Quelques heures plus tôt, Emmanuel Macron avait demandé au gouvernement sa « totale mobilisation » sur « l’approvisionnement » et la « maîtrise des prix » des carburants. « L’objectif, c’est vraiment dans les jours et dans les semaines qui viennent pour le président de la République de sécuriser ces approvisionnements, sécuriser les volumes », auprès d’autres pays notamment, a rapporté la porte-parole du gouvernement Maud Bregeon à l’issue du conseil des ministres.

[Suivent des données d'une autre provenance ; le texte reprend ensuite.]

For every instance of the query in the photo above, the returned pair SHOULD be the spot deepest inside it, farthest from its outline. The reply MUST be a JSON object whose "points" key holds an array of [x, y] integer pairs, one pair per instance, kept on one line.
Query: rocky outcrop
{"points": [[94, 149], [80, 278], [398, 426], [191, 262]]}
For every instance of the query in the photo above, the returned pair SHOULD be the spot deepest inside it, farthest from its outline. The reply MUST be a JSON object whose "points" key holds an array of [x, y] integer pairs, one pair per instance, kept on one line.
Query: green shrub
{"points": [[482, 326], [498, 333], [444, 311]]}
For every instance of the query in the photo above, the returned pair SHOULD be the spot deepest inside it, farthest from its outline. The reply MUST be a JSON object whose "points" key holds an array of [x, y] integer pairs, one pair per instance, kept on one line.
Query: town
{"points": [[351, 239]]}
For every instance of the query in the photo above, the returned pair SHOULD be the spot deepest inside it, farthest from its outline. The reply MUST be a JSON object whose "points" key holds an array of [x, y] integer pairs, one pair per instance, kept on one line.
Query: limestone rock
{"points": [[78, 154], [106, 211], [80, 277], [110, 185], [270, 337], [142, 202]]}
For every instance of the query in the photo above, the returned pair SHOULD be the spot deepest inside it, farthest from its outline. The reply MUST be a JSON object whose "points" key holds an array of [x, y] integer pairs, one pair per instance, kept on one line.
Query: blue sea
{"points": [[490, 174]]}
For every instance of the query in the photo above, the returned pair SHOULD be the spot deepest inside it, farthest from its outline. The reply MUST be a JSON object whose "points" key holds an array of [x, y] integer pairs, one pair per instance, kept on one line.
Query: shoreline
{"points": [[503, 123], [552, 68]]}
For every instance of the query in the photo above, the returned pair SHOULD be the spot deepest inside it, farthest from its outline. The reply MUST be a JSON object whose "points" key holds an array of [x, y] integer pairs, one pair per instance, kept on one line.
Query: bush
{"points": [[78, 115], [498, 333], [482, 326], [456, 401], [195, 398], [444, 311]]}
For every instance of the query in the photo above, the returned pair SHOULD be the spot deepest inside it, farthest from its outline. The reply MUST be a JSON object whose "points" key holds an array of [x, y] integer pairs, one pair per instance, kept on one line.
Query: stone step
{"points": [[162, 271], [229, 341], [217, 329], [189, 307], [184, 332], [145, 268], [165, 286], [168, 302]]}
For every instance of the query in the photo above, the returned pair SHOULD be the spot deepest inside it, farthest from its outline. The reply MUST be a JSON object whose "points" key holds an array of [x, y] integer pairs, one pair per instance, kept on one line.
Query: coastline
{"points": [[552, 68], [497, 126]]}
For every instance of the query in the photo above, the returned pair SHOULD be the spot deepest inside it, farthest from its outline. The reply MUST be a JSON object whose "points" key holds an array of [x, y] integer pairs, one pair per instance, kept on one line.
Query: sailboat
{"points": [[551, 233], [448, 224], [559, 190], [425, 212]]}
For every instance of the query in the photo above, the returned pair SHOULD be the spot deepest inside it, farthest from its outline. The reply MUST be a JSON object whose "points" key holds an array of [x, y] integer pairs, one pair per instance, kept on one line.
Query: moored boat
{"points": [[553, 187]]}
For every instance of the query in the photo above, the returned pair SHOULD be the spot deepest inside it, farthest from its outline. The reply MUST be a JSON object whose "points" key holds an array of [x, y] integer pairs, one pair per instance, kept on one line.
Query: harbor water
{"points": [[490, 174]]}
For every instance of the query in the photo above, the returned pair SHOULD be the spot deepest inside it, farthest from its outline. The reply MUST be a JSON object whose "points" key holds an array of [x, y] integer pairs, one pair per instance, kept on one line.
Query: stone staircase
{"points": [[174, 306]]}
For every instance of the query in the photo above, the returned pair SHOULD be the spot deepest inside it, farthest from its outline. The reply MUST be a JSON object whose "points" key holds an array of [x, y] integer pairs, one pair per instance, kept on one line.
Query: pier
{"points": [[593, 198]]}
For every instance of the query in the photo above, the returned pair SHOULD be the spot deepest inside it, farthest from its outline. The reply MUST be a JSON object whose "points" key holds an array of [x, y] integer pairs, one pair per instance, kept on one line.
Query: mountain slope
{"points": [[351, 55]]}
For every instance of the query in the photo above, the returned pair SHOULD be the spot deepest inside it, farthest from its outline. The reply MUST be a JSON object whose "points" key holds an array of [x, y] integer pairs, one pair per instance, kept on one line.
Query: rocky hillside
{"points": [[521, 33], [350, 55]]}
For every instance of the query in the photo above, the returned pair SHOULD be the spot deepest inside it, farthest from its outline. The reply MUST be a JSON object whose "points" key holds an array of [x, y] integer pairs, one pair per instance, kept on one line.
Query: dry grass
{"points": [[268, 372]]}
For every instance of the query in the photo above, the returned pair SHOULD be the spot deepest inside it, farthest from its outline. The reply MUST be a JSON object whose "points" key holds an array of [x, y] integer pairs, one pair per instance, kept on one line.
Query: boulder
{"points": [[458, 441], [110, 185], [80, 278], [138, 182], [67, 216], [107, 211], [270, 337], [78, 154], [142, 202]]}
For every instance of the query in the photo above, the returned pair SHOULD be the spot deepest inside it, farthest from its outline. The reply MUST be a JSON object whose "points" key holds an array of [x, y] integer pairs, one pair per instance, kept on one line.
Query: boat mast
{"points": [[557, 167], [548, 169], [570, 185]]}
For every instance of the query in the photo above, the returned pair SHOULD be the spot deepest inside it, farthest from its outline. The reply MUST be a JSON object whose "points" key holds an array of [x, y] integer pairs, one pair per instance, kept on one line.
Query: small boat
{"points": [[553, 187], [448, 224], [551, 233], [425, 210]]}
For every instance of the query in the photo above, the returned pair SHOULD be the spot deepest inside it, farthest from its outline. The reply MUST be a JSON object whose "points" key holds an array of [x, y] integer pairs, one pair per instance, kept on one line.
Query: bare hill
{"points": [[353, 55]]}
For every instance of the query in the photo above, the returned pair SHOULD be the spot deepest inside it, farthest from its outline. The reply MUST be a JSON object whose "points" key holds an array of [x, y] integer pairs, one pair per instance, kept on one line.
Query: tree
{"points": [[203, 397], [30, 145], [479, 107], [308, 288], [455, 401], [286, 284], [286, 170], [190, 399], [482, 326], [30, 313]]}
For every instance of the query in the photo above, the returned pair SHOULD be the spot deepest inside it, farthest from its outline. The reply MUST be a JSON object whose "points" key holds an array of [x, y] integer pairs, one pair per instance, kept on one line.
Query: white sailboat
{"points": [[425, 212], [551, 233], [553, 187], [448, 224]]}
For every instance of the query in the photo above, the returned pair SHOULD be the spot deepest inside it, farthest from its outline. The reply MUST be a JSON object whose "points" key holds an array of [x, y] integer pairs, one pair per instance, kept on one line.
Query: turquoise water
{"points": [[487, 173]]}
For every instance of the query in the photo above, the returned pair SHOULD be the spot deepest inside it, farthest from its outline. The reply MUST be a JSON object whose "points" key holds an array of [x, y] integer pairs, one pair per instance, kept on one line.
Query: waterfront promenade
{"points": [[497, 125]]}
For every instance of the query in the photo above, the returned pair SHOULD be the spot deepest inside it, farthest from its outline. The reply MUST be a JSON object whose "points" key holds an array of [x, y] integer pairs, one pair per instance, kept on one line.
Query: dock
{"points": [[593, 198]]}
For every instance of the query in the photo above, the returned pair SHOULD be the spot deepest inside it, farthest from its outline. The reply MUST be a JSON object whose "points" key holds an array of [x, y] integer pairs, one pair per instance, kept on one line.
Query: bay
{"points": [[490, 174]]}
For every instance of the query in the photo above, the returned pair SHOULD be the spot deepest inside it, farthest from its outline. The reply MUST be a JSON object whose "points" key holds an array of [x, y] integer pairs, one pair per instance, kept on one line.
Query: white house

Elle a aussi évoqué un travail « sur une possibilité d’avoir davantage de flexibilité dans la réglementation à l’échelle européenne » notamment pour « assouplir un petit peu le système » concernant les raffineries. Le but étant de « tirer autant que possible les prix à la baisse ou tout du moins de maîtriser leur hausse », a-t-elle dit.
Environ 10 % des stations-service ont une difficulté d’approvisionnement sur « au moins un carburant », dont l’« immense majorité » appartient au réseau TotalEnergies, selon Maud Bregeon. « Je veux encore rassurer sur les chaînes logistiques qui n’ont pas de difficultés anormales par rapport à ce qu’elles sont d’habitude, et en revanche mobilisation particulièrement accrue sur l’approvisionnement à l’échelle internationale », a-t-elle dit.
• Face aux appels à manifester, des nouvelles aides à l’étude
La flambée des prix des carburants a provoqué des appels à manifester évoquant le mouvement des Gilets jaunes, ainsi que le blocage de dépôts pétroliers par des pêcheurs en Méditerranée ; celui de Frontignan a également été bloqué. Ce mercredi, ces deux points de blocage ont été levés.
Interrogée sur cette colère, Maud Bregeon a répondu que le gouvernement ne ferme « pas la porte à de nouveaux dispositifs parce que cette situation devient de plus en plus difficile, et particulièrement depuis quelques semaines ». Elle a toutefois refusé de donner un « calendrier » concernant ces nouvelles mesures potentielles, affirmant que le gouvernement étudiait la question « avec la plus grande attention ».
Sébastien Lecornu a demandé mardi à ses ministres un effort supplémentaire sur les dépenses de l’Etat en 2027, compte tenu de ce « nouveau choc » sur les prix de l’énergie, alors que les appels à la mobilisation contre la vie chère se multiplient.
• Philippe veut un « doublement » des aides ciblées
Candidat Horizons à la présidentielle, Edouard Philippe avait demandé ce mercredi matin au gouvernement un « doublement » des aides ciblées pour compenser la flambée des prix des carburants, qui serait financé par « des économies sur les dépenses de l’État ». Objectif : « soutenir ceux qui dépendent de leur voiture pour se rendre au travail », explique l’ancien Premier ministre d’Emmanuel Macron, sans préciser quelles dépenses seraient concernées. « Pour beaucoup, aujourd’hui, faire le plein est devenu un sacrifice », estime-t-il.
L’ancien locataire de Matignon, aux manettes lors de la crise des gilets jaunes fin 2018, explique que « l’expérience (lui) a appris qu’avant de demander un effort aux Français » comme le gouvernement l’envisage dans son prochain budget, « il faut toujours prendre en compte ce qu’ils vivent ». A plus long terme, Edouard Philippe entend « accélérer » l’électrification du pays, qui est « la solution » pour sortir de la dépendance aux hydrocarbures.